While Jackson's specific positions on a number of environmental issues are not widely known, it is expected that she will reinvigorate EPA's role and visibility, particularly with respect to climate change and perhaps in the enforcement arena as well.

U.S. President-Elect Barack Obama has named Lisa P. Jackson, a career-long environmental regulator, as his nominee for the position of administrator of the U.S. Environmental Protection Agency (EPA). Jackson is the former commissioner of the New Jersey Department of Environmental Protection (NJDEP). She recently left NJDEP to become New Jersey Governor Jon Corzine's chief of staff. If confirmed, Jackson will be the first African American and third female administrator of EPA.

Jackson, 46, is a chemical engineer by training. A native of New Orleans, she graduated from Tulane University's School of Chemical Engineering summa cum laude and has a master's degree in chemical engineering from Princeton University. According to news reports, she was visiting family in New Orleans when Hurricane Katrina hit and helped family members evacuate.

Jackson worked for 16 years at EPA, first at the agency's headquarters in Washington, D.C., and then in EPA Region II in New York. During her tenure at EPA Region II, Jackson was acting director of enforcement and compliance assistance, among other things, for the states of New York and New Jersey and the Virgin Islands and Puerto Rico. She left EPA to join NJDEP in 2002.

The state of New Jersey, through NJDEP, has frequently been a leader in the area of environmental regulation, and has some of the most comprehensive industrial cleanup laws in the United States.

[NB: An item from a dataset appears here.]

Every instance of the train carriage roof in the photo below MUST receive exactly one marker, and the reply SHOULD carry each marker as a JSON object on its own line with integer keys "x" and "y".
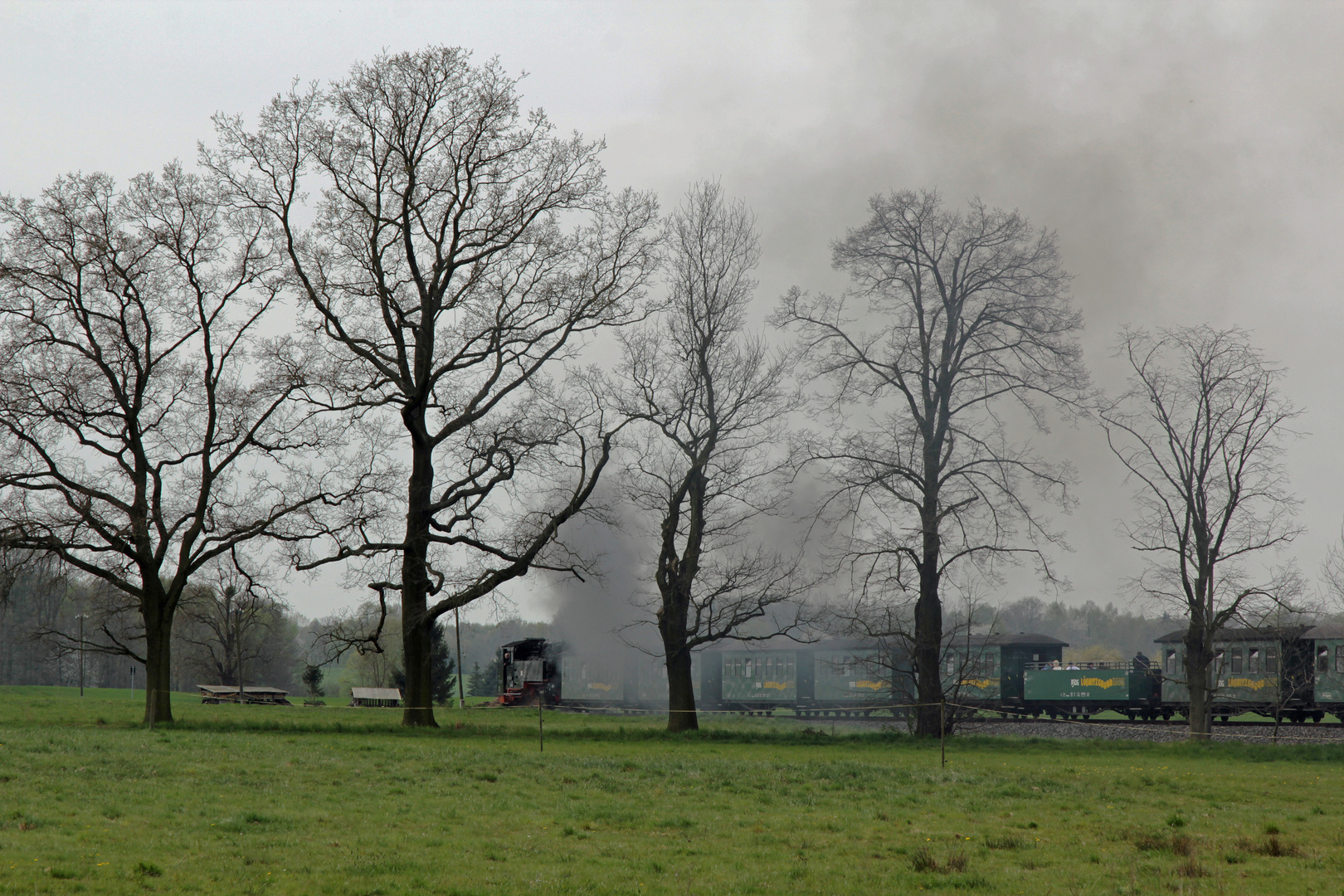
{"x": 1226, "y": 635}
{"x": 1025, "y": 638}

Because of the agency's limited funding and an enormous case load in recent years, it has sometimes adopted less traditional mechanisms for carrying out its programs, including the use of outside lawyers to identify and facilitate settlement of the agency's claims for natural resource damages. While at NJDEP, Jackson was involved in a broad range of environmental programs, including land use regulation, water supply, geological survey, water monitoring and standards, and watershed management, before becoming commissioner in 2006. As the agency's assistant commissioner of compliance and enforcement, she reportedly implemented widespread "compliance sweeps" with approximately 1,000 inspections conducted in Camden and Paterson, two communities where environmental enforcement had been lax.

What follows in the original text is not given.